新OSSプロジェクト「Istio」は、マイクロサービスのためのサービスメッシュを開発:グーグル、IBM、Lyftが開始
米グーグル、米IBM、米Lyftは、マイクロサービスのためのインフラサービスソフトウェアを開発するオープンソースプロジェクト、「Istio」を、2017年5月24日(米国時間)に開始した。
米グーグル、米IBM、米Lyftは、マイクロサービスのためのインフラサービスソフトウェアを開発するオープンソースプロジェクト、「Istio」を、2017年5月24日(米国時間)に開始した。
Istioは、マイクロサービス間通信のためのサービスディスカバリ、負荷分散、モニタリング、ダイナミックルーティング、セキュリティなどの機能を備えた、開発言語やランタイムに非依存のサービスコンポーネントを開発する。
「(マイクロサービス間通信にかかわる課題に関する)解決策の1つは、gRPCのようなRPCライブラリを統一的に実装することだ。しかし、組織が全体としてこれを採用するのはコストが大きい。また、実際上は(コードを)改変することがほぼ不可能な、既存のアプリケーションを含められない。運用者は、マイクロサービスのセキュリティを確保し、稼働状況を追跡し、可用性を高められる、柔軟性の高いツールキットを求めている。一方開発者は、全体としてのシステムに悪影響を与えることなく、さまざまな機能を本番環境で試したり、試験的なリリースをデプロイしたりできることを望んでいる」(Istio Webサイトより)
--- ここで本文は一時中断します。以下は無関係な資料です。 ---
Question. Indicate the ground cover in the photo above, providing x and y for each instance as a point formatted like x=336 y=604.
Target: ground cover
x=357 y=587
Istioは、Lyftの開発したプロキシソフトウェアEnvoyをベースとし、次のような「サービスメッシュ」と呼ばれる機能を果たす。
- アプリケーションおよびネットワークの振る舞いをモニターし、ログを生成
- 不安定なネットワーク環境に対応するため、リトライ、負荷分散、フローコントロール(HTTP/2)などの機能を統合的に提供
- 開発者は分散システムにおけるサービス間通信への対応を、コードに組み込む必要がない。また、A/Bテスト、アプリケーションの先行テスト、障害シミュレーションなどがやりやすくなる
- 運用者は、新サービスリリースを段階的に展開するため、本番トラフィックの一部に限定してルーティングできる他、トラフィックの流量に制限を掛けられる。さらに、サービス間トラフィックにACLを適用できる
- TLSにより、サービス間通信の認証と暗号化を実現する
5月24日に公開されたのはバージョン0.1。Kubernetesのみに対応している。今後、Cloud Foundry、Mesos、サーバ仮想化環境、ベアメタル環境などへの対応を進めるという。